################################################################################
#### R Coding Project -- Starter Code ####
################################################################################
library(car)
## Loading required package: carData
## The read.csv command below imports the `digital` data frame into R.
## You should see digital in the Global Environment pane with 298 observations
## across 31 variables to start.
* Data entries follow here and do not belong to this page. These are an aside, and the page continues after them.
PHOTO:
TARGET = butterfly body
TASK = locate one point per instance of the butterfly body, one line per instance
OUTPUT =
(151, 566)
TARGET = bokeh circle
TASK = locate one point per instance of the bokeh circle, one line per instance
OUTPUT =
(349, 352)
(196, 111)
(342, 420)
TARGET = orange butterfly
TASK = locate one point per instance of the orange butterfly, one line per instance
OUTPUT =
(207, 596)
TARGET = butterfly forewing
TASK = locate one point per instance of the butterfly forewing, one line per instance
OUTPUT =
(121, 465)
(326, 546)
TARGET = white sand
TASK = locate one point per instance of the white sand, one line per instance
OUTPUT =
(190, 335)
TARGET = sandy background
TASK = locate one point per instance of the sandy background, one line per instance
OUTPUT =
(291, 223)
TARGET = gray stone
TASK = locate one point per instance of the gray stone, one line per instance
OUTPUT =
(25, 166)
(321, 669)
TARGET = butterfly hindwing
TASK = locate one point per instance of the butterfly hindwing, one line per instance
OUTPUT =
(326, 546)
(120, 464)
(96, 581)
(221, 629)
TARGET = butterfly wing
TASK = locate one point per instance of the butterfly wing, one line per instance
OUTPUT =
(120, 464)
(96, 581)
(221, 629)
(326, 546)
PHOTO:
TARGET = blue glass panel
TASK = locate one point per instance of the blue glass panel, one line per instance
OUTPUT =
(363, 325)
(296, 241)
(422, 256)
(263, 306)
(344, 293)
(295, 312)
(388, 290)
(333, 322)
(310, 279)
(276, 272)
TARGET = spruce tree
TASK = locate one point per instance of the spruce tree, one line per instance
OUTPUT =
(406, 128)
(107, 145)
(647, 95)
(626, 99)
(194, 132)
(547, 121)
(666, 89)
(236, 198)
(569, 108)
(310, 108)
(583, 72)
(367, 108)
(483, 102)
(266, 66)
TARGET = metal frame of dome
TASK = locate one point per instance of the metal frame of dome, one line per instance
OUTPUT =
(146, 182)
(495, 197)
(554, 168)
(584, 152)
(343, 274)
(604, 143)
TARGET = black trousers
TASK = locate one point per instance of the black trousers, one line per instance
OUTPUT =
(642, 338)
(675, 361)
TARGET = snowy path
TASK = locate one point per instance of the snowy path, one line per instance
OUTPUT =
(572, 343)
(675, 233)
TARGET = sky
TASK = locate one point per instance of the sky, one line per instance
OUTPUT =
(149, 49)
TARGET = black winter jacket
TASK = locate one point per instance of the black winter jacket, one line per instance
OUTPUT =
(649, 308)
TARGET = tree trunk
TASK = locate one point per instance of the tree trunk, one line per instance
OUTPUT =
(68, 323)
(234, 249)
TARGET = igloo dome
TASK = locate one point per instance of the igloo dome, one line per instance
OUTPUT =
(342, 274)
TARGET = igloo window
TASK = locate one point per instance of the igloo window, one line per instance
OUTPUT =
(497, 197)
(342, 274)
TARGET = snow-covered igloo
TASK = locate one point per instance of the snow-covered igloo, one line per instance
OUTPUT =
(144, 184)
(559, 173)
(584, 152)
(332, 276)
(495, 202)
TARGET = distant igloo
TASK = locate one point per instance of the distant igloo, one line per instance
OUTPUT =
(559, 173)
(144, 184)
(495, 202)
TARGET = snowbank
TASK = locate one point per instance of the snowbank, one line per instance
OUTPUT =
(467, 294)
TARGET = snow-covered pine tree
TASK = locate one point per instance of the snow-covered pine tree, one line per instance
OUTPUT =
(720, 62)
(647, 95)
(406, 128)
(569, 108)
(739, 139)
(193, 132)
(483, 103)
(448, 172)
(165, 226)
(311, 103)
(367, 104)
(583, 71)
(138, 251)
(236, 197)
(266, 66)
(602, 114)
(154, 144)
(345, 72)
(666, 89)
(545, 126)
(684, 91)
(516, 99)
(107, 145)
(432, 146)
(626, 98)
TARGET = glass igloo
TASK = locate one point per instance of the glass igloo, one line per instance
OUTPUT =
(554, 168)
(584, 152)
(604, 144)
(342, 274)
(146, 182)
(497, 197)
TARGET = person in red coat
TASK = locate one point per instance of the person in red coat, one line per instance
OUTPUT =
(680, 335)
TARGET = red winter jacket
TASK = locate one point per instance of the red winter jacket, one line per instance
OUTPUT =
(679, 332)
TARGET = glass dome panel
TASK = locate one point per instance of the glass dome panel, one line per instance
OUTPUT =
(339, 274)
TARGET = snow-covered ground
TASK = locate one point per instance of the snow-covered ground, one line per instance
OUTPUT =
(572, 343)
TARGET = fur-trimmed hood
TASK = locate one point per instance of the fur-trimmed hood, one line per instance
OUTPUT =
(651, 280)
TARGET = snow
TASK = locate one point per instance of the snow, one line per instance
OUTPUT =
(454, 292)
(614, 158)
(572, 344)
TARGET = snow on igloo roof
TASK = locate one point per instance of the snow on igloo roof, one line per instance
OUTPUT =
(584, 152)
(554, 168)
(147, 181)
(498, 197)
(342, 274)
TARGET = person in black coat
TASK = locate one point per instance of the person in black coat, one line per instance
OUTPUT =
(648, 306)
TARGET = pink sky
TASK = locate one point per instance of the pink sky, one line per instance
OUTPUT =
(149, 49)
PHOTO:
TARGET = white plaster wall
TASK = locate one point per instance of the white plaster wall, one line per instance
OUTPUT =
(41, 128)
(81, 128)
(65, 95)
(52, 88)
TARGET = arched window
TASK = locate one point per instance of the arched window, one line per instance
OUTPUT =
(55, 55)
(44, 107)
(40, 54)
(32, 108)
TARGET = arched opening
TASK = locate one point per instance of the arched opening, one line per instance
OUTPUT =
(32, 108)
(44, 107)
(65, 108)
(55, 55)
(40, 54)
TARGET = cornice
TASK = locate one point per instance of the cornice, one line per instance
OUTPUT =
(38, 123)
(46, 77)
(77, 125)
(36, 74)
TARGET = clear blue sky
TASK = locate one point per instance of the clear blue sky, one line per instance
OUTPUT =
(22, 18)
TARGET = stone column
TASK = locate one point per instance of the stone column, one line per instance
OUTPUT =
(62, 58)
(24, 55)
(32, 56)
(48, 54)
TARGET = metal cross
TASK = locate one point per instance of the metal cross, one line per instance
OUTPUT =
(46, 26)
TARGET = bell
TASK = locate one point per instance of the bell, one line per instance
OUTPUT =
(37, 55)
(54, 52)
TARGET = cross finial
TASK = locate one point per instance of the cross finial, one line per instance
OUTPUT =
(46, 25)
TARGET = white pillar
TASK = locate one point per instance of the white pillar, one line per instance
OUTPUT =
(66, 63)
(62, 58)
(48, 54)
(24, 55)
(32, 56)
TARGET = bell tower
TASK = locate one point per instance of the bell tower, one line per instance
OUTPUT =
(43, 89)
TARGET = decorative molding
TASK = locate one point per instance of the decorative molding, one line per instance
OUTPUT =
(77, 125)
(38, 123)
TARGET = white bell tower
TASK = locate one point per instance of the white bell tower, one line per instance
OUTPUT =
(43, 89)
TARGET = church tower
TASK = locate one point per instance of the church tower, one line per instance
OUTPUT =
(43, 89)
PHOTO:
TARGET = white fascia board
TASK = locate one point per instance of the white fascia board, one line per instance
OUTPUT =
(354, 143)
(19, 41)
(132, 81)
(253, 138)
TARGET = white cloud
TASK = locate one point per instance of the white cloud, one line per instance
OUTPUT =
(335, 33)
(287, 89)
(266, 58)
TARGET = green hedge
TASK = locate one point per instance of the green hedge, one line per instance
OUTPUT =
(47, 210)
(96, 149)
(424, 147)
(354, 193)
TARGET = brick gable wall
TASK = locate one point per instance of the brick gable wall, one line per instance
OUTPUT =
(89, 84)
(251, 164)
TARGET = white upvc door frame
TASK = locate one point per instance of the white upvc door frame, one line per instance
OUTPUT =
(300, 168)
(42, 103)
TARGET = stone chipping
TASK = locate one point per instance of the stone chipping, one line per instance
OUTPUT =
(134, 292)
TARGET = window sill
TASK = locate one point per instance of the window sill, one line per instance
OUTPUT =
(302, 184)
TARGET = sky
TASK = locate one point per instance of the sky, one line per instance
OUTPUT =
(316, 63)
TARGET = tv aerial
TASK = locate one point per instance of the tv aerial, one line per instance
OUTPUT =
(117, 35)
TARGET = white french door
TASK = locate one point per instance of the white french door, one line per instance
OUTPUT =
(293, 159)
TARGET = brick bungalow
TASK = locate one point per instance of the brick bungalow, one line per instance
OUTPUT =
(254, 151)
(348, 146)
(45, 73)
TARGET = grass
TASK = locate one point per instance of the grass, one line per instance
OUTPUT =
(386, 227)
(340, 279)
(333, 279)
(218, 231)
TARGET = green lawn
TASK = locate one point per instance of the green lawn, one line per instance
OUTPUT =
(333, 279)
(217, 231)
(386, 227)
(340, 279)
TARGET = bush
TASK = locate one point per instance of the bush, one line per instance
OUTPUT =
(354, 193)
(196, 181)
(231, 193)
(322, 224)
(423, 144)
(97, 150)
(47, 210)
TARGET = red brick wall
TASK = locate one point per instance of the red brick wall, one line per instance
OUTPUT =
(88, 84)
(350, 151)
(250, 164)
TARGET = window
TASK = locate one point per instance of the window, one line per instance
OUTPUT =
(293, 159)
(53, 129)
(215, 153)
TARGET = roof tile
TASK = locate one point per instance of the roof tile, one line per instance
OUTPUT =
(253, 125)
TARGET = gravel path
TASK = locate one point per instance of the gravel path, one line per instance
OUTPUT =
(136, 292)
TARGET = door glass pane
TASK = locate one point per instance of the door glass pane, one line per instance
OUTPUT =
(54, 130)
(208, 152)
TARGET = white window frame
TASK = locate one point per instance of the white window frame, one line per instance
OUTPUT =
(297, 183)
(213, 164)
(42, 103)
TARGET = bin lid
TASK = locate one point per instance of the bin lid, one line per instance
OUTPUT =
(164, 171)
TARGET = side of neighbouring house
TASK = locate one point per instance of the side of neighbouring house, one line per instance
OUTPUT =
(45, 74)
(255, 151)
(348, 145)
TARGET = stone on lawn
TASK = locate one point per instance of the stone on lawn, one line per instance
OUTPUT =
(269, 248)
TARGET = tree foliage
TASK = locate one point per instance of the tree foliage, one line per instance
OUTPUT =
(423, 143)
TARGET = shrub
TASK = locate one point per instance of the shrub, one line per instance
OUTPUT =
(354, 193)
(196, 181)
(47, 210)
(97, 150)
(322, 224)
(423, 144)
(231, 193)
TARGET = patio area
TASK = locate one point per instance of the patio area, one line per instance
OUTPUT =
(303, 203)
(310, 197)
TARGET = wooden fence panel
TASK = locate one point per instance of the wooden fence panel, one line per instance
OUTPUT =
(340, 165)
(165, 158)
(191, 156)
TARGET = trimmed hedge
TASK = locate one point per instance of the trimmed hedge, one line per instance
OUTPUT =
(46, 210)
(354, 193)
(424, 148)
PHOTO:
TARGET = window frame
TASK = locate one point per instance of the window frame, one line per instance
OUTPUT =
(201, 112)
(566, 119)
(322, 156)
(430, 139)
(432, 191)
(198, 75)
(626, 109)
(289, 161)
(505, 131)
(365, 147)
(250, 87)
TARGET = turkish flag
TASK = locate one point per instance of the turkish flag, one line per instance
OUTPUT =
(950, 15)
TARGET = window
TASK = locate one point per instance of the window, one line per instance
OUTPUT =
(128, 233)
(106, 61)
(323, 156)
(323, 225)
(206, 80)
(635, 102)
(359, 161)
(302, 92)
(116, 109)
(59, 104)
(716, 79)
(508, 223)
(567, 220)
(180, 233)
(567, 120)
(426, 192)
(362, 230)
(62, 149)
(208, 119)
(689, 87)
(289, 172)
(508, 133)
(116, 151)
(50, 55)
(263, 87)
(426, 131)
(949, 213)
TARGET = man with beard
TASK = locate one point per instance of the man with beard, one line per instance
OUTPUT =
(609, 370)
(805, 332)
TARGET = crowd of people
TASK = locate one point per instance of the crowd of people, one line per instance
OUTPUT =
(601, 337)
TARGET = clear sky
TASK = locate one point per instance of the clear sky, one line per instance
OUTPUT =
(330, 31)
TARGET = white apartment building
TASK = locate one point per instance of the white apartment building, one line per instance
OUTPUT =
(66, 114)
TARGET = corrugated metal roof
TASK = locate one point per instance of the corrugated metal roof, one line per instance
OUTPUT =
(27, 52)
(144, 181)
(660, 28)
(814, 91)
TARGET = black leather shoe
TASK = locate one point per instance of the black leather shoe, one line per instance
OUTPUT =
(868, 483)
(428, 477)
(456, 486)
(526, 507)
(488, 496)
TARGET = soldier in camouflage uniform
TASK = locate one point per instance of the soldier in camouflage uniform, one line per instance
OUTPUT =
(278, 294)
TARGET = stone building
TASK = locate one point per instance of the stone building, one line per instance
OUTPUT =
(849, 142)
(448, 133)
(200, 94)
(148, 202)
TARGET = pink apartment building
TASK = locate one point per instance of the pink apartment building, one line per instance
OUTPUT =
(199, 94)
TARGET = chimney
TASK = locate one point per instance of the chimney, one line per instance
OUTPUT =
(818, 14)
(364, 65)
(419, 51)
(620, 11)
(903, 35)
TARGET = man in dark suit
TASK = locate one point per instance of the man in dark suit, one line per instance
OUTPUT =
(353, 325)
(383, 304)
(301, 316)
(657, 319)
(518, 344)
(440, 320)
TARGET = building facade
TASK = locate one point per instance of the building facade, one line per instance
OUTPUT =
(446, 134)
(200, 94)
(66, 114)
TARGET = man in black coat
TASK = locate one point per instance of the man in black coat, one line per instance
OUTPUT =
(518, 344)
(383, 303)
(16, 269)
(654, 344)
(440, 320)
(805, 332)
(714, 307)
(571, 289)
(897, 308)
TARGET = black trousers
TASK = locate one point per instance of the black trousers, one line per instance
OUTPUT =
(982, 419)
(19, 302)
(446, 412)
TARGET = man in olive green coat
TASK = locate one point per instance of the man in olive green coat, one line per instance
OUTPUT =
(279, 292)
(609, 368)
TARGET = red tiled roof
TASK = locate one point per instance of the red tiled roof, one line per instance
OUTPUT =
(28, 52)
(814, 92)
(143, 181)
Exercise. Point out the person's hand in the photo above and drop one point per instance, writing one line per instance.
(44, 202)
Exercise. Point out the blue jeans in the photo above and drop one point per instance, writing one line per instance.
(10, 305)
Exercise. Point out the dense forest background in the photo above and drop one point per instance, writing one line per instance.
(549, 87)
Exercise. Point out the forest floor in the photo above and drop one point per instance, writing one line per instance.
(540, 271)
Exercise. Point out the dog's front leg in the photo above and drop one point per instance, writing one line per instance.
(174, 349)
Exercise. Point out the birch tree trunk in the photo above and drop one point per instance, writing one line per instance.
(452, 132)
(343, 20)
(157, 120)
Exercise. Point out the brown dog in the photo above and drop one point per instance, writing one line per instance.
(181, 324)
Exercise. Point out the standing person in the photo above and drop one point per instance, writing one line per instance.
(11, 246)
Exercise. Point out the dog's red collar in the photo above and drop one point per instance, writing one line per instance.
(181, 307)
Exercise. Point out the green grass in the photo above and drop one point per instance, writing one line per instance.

Select and run the first 55 lines one time.
digital <- read.csv("https://www.crc.nd.edu/~jakosa/ITAO_20200/Data/2022_Digital_Literacy.csv")
##########################################
#### Data Management ####
##########################################
## Shorten a few variable names
digital$Forms <- digital$Filling_out_forms_on_the_Internet
digital$SearchInternet <- digital$Searching_for_information_on_the_Internet
## Make certain variables into factors
digital$Gender <- as.factor(digital$Gender)
digital$Age <- as.factor(digital$Age)
digital$Education <- as.factor(digital$Highest_level_of_education)
digital$Income <- as.factor(digital$Annual_household_income)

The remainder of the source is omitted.